Aux USA, la donne change. Comment exprimer le mal-être teenage, ses doutes, ses désirs ? My So-Called Life apporte en 1994 quelques premières réponses. Angela Chase (jouée par Claire Danes) est à la recherche de son identité. Pour la trouver, elle modifie d’abord son look. Elle moleste son passé, rejette ses parents (un père à la ramasse, on dirait en pleine midlife crisis, une mère autoritaire qui au fond ne craint qu’une chose : perdre sa fille), et ses amis d’enfance. De nouveau, la série met en scène la jeunesse à travers la difficulté des relations enfants-parents, et le passage vers un monde adulte. Mais Angela, 15 ans (titre français) mobilise des thèmes jusque-là peu vus dans les séries familiales ou grand public : l’homophobie, l’alcoolisme, l’adultère, la violence scolaire, l’homoparentalité, la toxicomanie. Le titre (« Ma soi-disant vie ») sonne comme celui d’un journal intime dépressif, soigne la sensation de vide adolescent et en fait la trame centrale du récit. La série n’adhère pas totalement aux règles du genre. Les acteurs y ont vraiment quinze ans et ce ne sont pas des pré-trentenaires sommés de s’épiler le barbe ou de porter des couettes. Angela, comme Freaks & Geeks en 1999 ne tiendra qu’une saison, malgré un Emmy Award en 1995. Peindre le côté sombre de la force adolescente semble encore mission impossible. Parce que sans leurs parents, même démissionnaires, les jeunes n’existent pas encore à la télé.

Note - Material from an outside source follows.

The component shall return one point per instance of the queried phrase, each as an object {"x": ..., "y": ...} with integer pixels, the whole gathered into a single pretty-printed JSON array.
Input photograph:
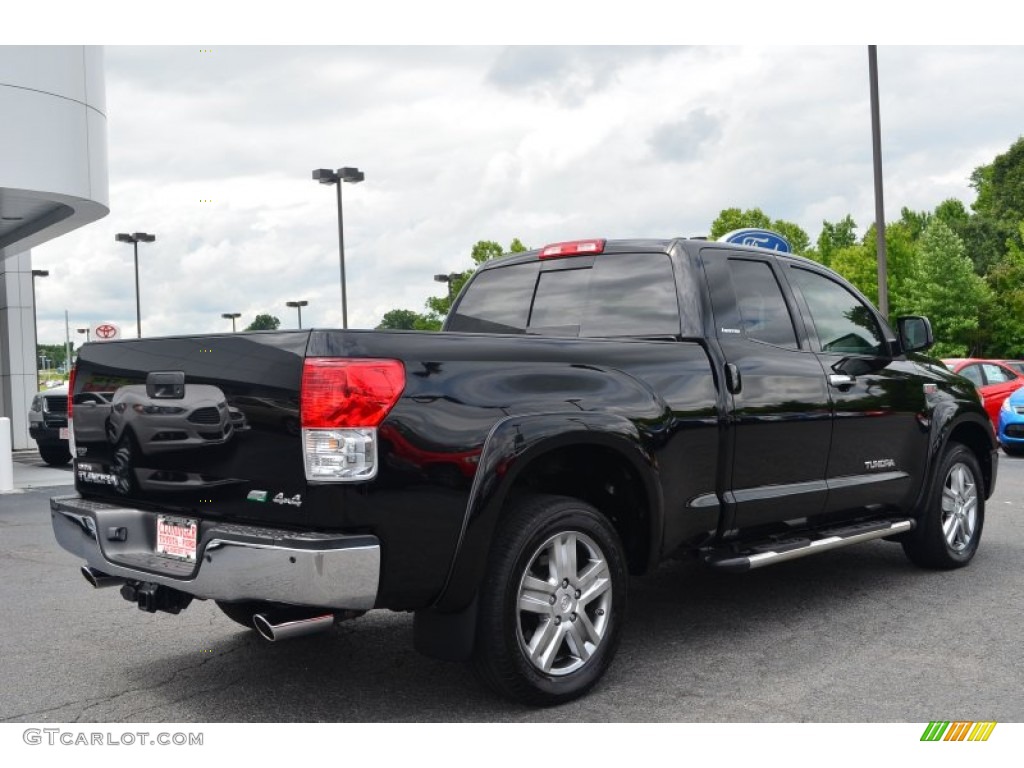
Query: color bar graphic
[{"x": 943, "y": 730}]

Kevin Williamson, (oui, le scénariste de Scream) crée Dawson en 1998. Dawson raconte les premiers balbutiements sentimentaux et même sexuels de quatre boys (on est en pleine folie boy’s band, faut-il le rappeler). Au fil de la centaine d’épisodes, il porte à l’écran entre autres la question de l’orientation sexuelle, un sujet souvent évoqué dans les programmes pour jeunes (et même un poncif du scénario de télé-réalité, sous la forme du coming-out)) à un moment de la découverte et de l’exploration de l’identité. Mais la caractéristique de Dawson est la manière dont s’expriment les garçons. Ils recourent à un vocabulaire élevé, réfèrent à la sociologie ou à la psychologie. Leur mode d’expression est à cent lieues du langage moyen des jeunes, exprimant ainsi la complexité de ce qu’ils vivent et éprouvent. Incapable de mettre en scène les ados, la télé les faire disserter sur leur existence. En quelque sorte, elle leur demande de fournir leur propre mode d’emploi. Dès lors c’est le point de vue qui reste adulte, vaguement nostalgique, sur l’âge ingrat. Trop intellos, les personnages naviguent à des années-lumière de la réalité quotidienne du plus grand nombre. Ils ne font ni rêver, ni fantasmer.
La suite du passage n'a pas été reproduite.